Overview

RcppGSL provides an interface from R to the vector and matrix classes of the GNU GSL, a collection of numerical routines for scientifc computing.

It is particularly useful for C and C++ programs as it provides a standard C interface to a wide range of mathematical routines such as special functions, permutations, combinations, fast fourier transforms, eigensystems, random numbers, quadrature, random distributions, quasi-random sequences, Monte Carlo integration, N-tuples, differential equations, simulated annealing, numerical differentiation, interpolation, series acceleration, Chebyshev approximations, root-finding, discrete Hankel transforms physical constants, basis splines and wavelets. There are over 1000 functions in total with an extensive test suite.

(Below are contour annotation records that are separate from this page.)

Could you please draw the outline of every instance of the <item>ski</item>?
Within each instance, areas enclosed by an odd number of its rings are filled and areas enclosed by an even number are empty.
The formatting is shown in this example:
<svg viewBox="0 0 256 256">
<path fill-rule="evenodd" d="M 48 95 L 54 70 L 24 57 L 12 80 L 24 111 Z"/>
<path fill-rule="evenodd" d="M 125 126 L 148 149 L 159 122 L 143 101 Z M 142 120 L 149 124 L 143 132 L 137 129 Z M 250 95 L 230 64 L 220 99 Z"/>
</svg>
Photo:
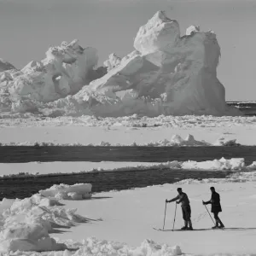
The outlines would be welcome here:
<svg viewBox="0 0 256 256">
<path fill-rule="evenodd" d="M 167 231 L 209 231 L 209 230 L 224 230 L 224 229 L 194 229 L 192 230 L 163 230 L 163 229 L 157 229 L 157 228 L 153 228 L 154 230 L 157 231 L 163 231 L 163 232 L 167 232 Z"/>
</svg>

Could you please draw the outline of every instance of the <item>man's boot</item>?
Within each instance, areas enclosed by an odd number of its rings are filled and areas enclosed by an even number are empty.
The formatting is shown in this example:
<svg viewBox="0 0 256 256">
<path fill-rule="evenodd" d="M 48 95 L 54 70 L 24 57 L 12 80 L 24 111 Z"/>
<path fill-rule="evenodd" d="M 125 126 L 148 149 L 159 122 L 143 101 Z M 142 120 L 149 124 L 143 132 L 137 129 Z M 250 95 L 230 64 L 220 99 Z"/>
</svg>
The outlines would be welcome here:
<svg viewBox="0 0 256 256">
<path fill-rule="evenodd" d="M 188 230 L 193 230 L 191 220 L 189 220 L 189 228 L 188 228 Z"/>
<path fill-rule="evenodd" d="M 219 223 L 219 228 L 223 229 L 224 228 L 224 225 L 223 224 L 223 223 L 221 222 L 221 220 L 218 218 L 218 223 Z"/>
<path fill-rule="evenodd" d="M 181 228 L 182 230 L 188 230 L 188 222 L 187 222 L 186 220 L 184 221 L 184 224 L 185 224 L 185 225 L 184 225 L 183 227 Z"/>
<path fill-rule="evenodd" d="M 212 228 L 212 229 L 213 229 L 213 230 L 218 229 L 218 219 L 216 219 L 215 222 L 216 222 L 215 226 Z"/>
</svg>

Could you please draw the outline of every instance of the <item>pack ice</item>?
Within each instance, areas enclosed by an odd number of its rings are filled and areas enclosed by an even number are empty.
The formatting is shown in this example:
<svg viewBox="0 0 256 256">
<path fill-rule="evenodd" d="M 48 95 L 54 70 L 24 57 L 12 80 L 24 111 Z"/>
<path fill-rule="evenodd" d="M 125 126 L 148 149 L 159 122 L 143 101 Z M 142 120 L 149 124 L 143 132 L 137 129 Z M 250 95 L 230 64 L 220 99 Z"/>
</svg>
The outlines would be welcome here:
<svg viewBox="0 0 256 256">
<path fill-rule="evenodd" d="M 1 110 L 51 117 L 241 114 L 225 103 L 212 31 L 191 26 L 181 36 L 177 21 L 158 11 L 139 28 L 134 49 L 123 58 L 111 54 L 96 67 L 96 49 L 74 40 L 21 70 L 7 67 L 0 70 Z"/>
</svg>

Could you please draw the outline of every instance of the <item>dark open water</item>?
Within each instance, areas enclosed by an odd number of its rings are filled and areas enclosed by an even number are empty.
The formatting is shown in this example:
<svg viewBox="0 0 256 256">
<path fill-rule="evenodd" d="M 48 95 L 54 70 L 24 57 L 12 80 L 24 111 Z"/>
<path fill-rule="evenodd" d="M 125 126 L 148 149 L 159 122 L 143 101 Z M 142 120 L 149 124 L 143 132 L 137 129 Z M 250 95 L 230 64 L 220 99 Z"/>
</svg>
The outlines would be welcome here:
<svg viewBox="0 0 256 256">
<path fill-rule="evenodd" d="M 256 116 L 256 102 L 227 103 L 238 108 L 245 115 Z M 248 165 L 256 160 L 256 147 L 0 147 L 2 163 L 102 160 L 166 162 L 175 160 L 203 161 L 221 157 L 242 157 Z M 90 183 L 92 192 L 102 192 L 172 183 L 184 178 L 221 178 L 230 174 L 230 172 L 164 169 L 0 178 L 0 200 L 3 197 L 28 197 L 40 189 L 58 183 Z"/>
</svg>

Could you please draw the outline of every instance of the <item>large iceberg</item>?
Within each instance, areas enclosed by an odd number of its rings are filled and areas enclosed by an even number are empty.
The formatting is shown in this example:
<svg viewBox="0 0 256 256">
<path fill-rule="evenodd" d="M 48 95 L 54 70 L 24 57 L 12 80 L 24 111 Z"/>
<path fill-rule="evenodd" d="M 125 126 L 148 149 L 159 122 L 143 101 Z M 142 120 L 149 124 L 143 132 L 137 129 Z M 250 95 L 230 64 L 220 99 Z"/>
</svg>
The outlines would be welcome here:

The RcppGSL package provides an easy-to-use interface between GSL data structures and GNU R using concepts from Rcpp which is itself a package that eases the interfaces between R and C++.

What can RcppGSL do?

The RcppGSL package does a few things, in particular for vectors and matrices:
  • templated vector and matrix classes: these are similar to Rcpp's own vector and matrix classes, but really are just smart pointers around the C structure expected by the library
  • this means you can transfer data from R to your GSL-using programs in pretty much the same way you would in other C++ programs using Rcpp---by relying on the Rcpp::as() and Rcpp::wrap() converterrs
  • at the C++ level you can use these GSL vectors in a more C++-alike way (using eg foo[i] to access an element at index i)
  • yet at the same time you can just pass these vector and matrix objects to the GSL functions expecting its C objects: thanks to some cleverness in these classes they pass the right object on (see the example below)
  • we also provide the lightweight views for vectors and matrices as the GSL API uses these in many places.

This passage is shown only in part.